Sprawca masakry w Orlando posłużył się karabinem AR-15, reklamowanym jako „broń dla młodych i przebojowych”.
Karabin szturmowy AR-15 jest najchętniej kupowaną cywilną bronią długolufową w USA. Na Florydzie łatwiej go kupić niż pistolet. Dwie sztuki zostały użyte 12 czerwca przez 29-letniego Omara Mateena w Orlando w gejowskim klubie Pulse podczas najkrwawszej strzelaniny w historii USA – ponad 50 ofiar. Z AR-15 strzelał też morderca 14 ludzi w San Bernardino w 2012 r. Tą samą bronią posłużył się zamachowiec, który kilka miesięcy później w podstawówce w Sandy Hook zabił 26 osób, w tym 20 dzieci.
Na Florydzie nie potrzeba licencji, aby kupić karabin, strzelbę czy pistolet. Należy tylko podać swoje dane w formularzu i opłacić procedurę kontroli własnej kartoteki (8 dol.). Broni nie dostaną osoby skazane, sprawcy przemocy domowej i niebezpieczni dla otoczenia. Paradoksalnie, przepisy są łagodniejsze w przypadku zakupu karabinu. Na odbiór pistoletu czeka się trzy dni od momentu zakupu. Broń, którą trzeba trzymać dwoma rękoma, tak jak AR-15 i inne karabiny szturmowe, można dostać od ręki. Dodatkowo kupujący są chronieni przez prawo stanowe przed trafieniem do jakiegokolwiek rejestru posiadaczy broni.

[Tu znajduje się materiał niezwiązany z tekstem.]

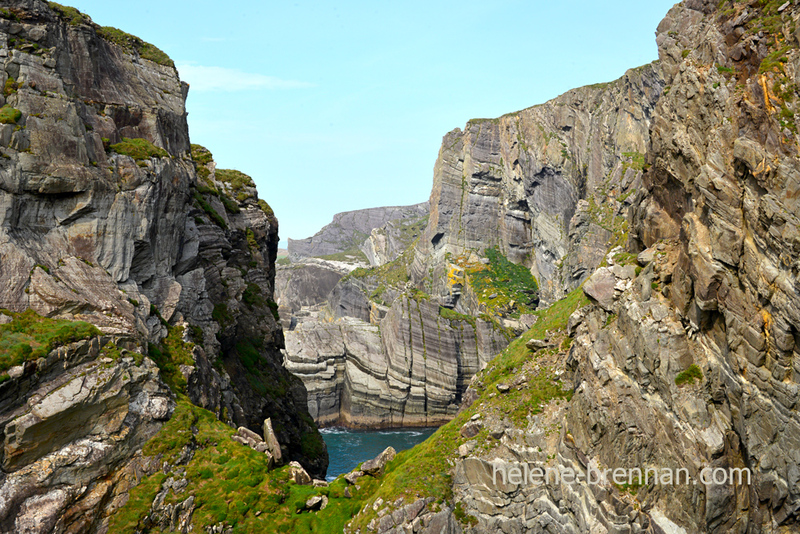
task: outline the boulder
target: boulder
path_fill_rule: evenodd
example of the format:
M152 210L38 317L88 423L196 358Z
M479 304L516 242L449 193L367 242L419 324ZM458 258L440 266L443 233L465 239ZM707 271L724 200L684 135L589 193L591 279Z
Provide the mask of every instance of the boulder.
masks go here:
M314 495L306 501L305 509L310 511L324 510L328 506L328 497L325 495Z
M303 466L297 462L289 462L289 477L299 486L308 486L311 484L311 477L308 475Z
M603 309L611 311L611 306L614 303L616 290L614 286L617 283L617 278L608 267L601 267L589 277L583 285L583 292L595 300Z
M350 471L349 473L347 473L344 476L344 479L348 484L350 484L352 486L355 486L356 481L359 478L363 477L363 476L364 476L364 471L355 470L355 471Z
M272 420L267 417L264 419L264 442L267 444L267 450L272 455L275 463L281 464L281 444L278 443L278 438L275 436L275 431L272 430Z
M378 456L364 462L361 465L361 470L374 477L381 476L386 468L386 464L391 462L396 454L397 452L394 450L394 447L386 447Z

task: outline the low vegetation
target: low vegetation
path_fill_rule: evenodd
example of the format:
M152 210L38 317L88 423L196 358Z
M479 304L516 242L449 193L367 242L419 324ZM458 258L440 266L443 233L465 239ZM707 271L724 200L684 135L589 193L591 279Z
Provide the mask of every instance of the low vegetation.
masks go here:
M22 118L22 112L8 104L0 108L0 124L16 124Z
M530 270L511 263L496 248L486 249L488 263L470 263L467 256L455 259L464 269L466 282L490 315L519 317L531 313L539 302L539 285Z
M103 26L98 28L97 34L106 41L122 47L129 53L135 52L142 59L147 59L167 67L175 67L175 63L167 54L164 53L163 50L155 45L139 39L135 35L131 35L112 26Z
M161 378L173 391L185 393L186 379L181 373L181 365L193 365L194 344L183 340L182 326L168 326L169 334L158 345L148 345L148 355L161 370Z
M33 310L14 313L0 310L11 322L0 325L0 382L5 372L29 360L44 358L61 345L100 335L94 325L83 321L50 319Z
M681 371L675 376L675 385L693 385L695 380L703 379L703 371L695 364L690 365L685 371Z
M200 191L195 190L193 196L197 206L201 210L203 210L206 213L206 215L208 215L209 218L217 224L217 226L219 226L223 230L227 230L228 224L225 222L225 219L223 219L222 216L219 213L217 213L217 210L215 210L211 206L211 204L208 203L208 201L203 197Z
M122 138L122 142L113 144L109 147L112 151L123 156L130 156L136 161L144 161L150 158L166 158L169 156L163 148L155 146L147 139Z

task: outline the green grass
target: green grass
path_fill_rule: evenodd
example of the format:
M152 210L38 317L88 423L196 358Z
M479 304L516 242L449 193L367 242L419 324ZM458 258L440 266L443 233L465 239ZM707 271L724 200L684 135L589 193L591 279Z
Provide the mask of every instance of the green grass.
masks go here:
M508 261L496 248L486 249L489 264L466 265L464 272L468 283L481 304L491 314L502 314L512 306L510 315L519 317L536 308L539 285L527 267ZM493 294L495 298L489 298Z
M0 108L0 124L16 124L22 118L22 112L8 104Z
M231 198L228 195L220 193L219 199L222 201L222 205L225 206L225 211L227 211L228 213L235 214L242 211L241 209L239 209L239 204L231 200Z
M198 165L208 165L209 163L214 161L214 156L211 154L211 151L208 150L206 147L192 143L191 149L192 149L191 152L192 161L194 161Z
M0 311L12 318L10 323L0 325L0 373L28 360L43 358L61 345L100 335L96 326L83 321L50 319L33 310Z
M109 147L117 154L130 156L136 161L144 161L150 158L166 158L169 156L166 150L158 148L147 139L122 138L121 143L113 144Z
M172 418L161 431L145 444L145 456L160 456L169 464L167 473L159 470L144 477L130 492L125 505L110 518L109 532L133 533L148 531L146 516L155 495L168 476L180 478L172 464L181 457L184 447L191 446L191 460L185 469L188 485L180 494L169 492L166 504L195 498L192 516L194 532L224 522L239 533L318 532L339 534L344 524L365 503L366 492L344 497L346 482L342 477L327 488L297 486L289 480L286 467L268 470L266 456L231 439L235 431L216 419L214 414L180 398ZM304 447L321 444L303 437ZM365 481L375 485L375 481ZM368 485L368 484L366 484ZM314 495L326 495L328 507L318 512L298 513L305 501ZM258 516L256 513L259 513Z
M442 306L439 306L439 316L448 321L465 321L471 324L472 328L475 328L477 323L477 319L472 315L464 315L463 313L458 313L457 311Z
M217 169L215 176L218 181L230 184L234 193L244 189L245 187L255 188L256 186L253 179L248 175L233 169Z
M136 52L143 59L153 61L159 65L175 68L175 63L173 63L164 51L155 45L139 39L135 35L131 35L112 26L98 28L97 34L106 41L114 43L128 52Z
M258 204L258 207L261 208L261 211L263 211L267 215L267 217L275 216L275 212L272 211L272 207L269 204L267 204L266 200L258 199L258 202L256 202L256 204Z
M643 171L647 168L645 163L644 154L641 152L623 152L622 157L625 158L622 162L622 172L624 173L629 168L636 171Z
M0 8L0 18L19 22L19 17L17 16L17 14L5 8Z
M222 216L217 213L217 210L211 207L211 204L209 204L208 201L203 198L203 195L200 193L200 191L195 190L193 196L200 209L206 212L206 215L208 215L211 220L217 224L217 226L223 230L227 230L228 225L225 223L225 219L223 219Z
M79 26L81 24L92 24L92 19L75 9L74 7L62 6L55 2L47 2L50 9L56 12L59 18L66 21L70 26Z
M319 256L319 258L328 261L342 261L345 263L353 263L356 261L361 263L369 263L367 257L358 247L351 247L342 252L336 252L335 254L326 254L325 256Z
M694 384L695 379L698 381L703 380L703 371L697 365L692 364L685 371L681 371L675 376L675 385Z
M181 365L193 365L194 344L183 341L183 327L168 327L169 334L158 345L148 345L148 355L161 370L161 378L175 392L183 393L186 379L180 371Z

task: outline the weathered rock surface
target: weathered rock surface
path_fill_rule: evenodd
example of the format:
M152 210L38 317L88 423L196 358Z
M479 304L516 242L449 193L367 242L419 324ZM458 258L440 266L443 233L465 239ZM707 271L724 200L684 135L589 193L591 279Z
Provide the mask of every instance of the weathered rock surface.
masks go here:
M285 365L321 425L435 426L450 420L472 376L507 343L489 322L445 319L400 297L380 326L354 318L286 332Z
M420 206L424 206L424 214L388 221L370 232L360 248L371 266L384 265L397 259L422 234L428 225L428 203Z
M289 257L292 261L298 261L301 258L358 251L374 229L389 221L419 219L427 213L426 202L337 213L333 221L313 237L289 239Z
M386 464L394 460L395 455L397 455L397 451L394 450L394 447L386 447L378 456L361 464L361 471L379 477L383 475Z
M663 89L653 63L448 133L416 248L417 286L432 274L429 292L449 292L446 256L490 247L530 267L544 303L580 285L622 231Z
M270 309L277 220L252 183L192 160L171 62L39 0L3 3L0 44L0 104L20 112L0 125L0 305L91 322L131 351L104 363L98 347L62 347L57 365L0 384L2 530L102 531L174 407L153 362L133 362L177 327L194 345L179 369L191 401L256 432L279 421L286 456L324 474L324 449L301 454L319 435L298 417L305 389L281 365ZM124 139L150 155L126 155ZM171 521L159 524L184 529Z
M113 341L125 344L101 337L61 347L0 384L3 532L99 523L100 502L127 489L113 481L172 415L175 401L152 361L134 352L100 360Z
M659 25L666 88L629 210L641 271L609 263L584 273L594 302L570 317L558 371L574 384L571 400L507 423L488 454L464 447L454 460L451 519L467 517L464 532L798 530L798 19L791 2L695 0ZM522 464L584 477L685 469L695 483L494 477ZM704 481L709 468L752 478Z

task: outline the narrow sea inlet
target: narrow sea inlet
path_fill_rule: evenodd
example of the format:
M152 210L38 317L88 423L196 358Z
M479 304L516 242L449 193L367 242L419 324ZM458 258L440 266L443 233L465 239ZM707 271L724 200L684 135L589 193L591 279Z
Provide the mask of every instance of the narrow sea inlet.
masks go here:
M349 473L358 464L375 458L386 447L397 452L422 443L436 428L396 428L389 430L350 430L348 428L323 428L320 430L328 446L329 481L342 473Z

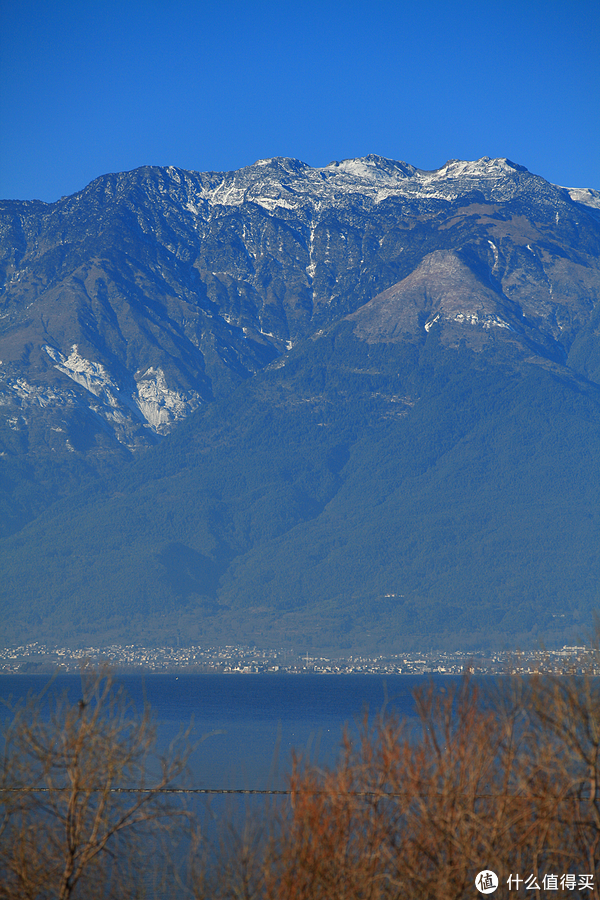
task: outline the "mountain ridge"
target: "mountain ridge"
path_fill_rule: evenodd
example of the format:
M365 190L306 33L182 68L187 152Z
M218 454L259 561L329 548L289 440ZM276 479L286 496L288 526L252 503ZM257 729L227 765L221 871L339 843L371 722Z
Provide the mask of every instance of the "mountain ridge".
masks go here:
M11 639L376 649L583 627L597 195L506 159L371 155L0 203Z

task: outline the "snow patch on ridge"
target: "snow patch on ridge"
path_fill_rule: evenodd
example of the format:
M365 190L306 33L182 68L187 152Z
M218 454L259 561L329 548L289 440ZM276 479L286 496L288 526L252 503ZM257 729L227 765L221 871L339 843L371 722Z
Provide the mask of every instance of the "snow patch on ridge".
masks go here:
M505 322L504 319L501 319L500 316L490 313L480 315L477 312L462 312L460 310L446 315L442 315L439 312L436 313L425 322L425 331L429 332L435 323L440 321L456 322L457 325L480 325L487 330L490 328L507 328L509 331L513 331L512 326Z
M41 409L54 408L68 405L74 397L74 393L68 391L56 391L51 387L30 384L25 378L9 378L0 382L0 406L12 407L17 403L20 409L35 406Z
M593 188L565 188L571 200L591 206L592 209L600 209L600 191Z
M106 400L110 406L117 406L118 401L115 393L119 393L116 383L111 378L108 370L102 363L95 363L89 359L85 359L79 355L77 344L71 347L69 356L65 356L55 347L47 344L43 348L51 360L54 362L54 368L59 372L68 375L77 384L93 394L95 397L101 397Z
M128 393L119 387L102 363L81 356L77 344L73 344L69 356L48 345L43 349L53 360L55 369L100 400L96 411L113 423L125 425L133 416L156 433L165 434L200 405L200 396L195 391L171 390L161 368L146 369Z
M137 382L137 406L154 431L163 434L200 406L194 391L173 391L162 369L150 367Z
M486 315L480 318L476 312L455 312L452 316L447 316L451 322L458 322L459 325L481 325L482 328L508 328L512 331L508 322L499 316Z

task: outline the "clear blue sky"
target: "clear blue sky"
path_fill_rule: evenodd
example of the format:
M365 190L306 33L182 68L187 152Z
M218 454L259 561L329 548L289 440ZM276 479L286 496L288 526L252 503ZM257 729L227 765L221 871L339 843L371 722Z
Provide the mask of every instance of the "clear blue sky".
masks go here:
M3 0L0 197L145 164L424 169L600 189L599 0Z

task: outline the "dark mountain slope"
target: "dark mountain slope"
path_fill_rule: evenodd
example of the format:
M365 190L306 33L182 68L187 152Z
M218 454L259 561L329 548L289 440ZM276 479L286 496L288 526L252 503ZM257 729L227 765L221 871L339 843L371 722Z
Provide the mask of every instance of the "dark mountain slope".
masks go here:
M5 543L15 639L373 650L585 627L597 388L435 334L373 346L343 326L290 356Z

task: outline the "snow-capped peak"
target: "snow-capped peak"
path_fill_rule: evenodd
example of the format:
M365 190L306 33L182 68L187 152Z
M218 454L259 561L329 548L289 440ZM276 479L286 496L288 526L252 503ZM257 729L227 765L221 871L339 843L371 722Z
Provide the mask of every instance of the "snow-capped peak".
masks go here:
M200 176L196 202L209 206L256 203L276 208L318 210L335 206L346 195L361 195L366 203L388 197L453 200L460 193L481 191L488 199L506 199L521 189L527 169L510 160L449 160L440 169L426 171L375 154L312 167L298 159L260 159L236 172L205 179Z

AR-15 został zaprojektowany w 1957 r. na potrzeby armii, która poszukiwała „szybkostrzelnego, co najmniej półautomatycznego karabinu z magazynkiem na 20 naboi, który przebijałby standardowy hełm US Army z 500 metrów”. Później zyskał wojenną sławę jako M16. Jego producentom udało się nawet stworzyć modę na ten karabin – jest reklamowany jako „broń dla młodych i przebojowych”.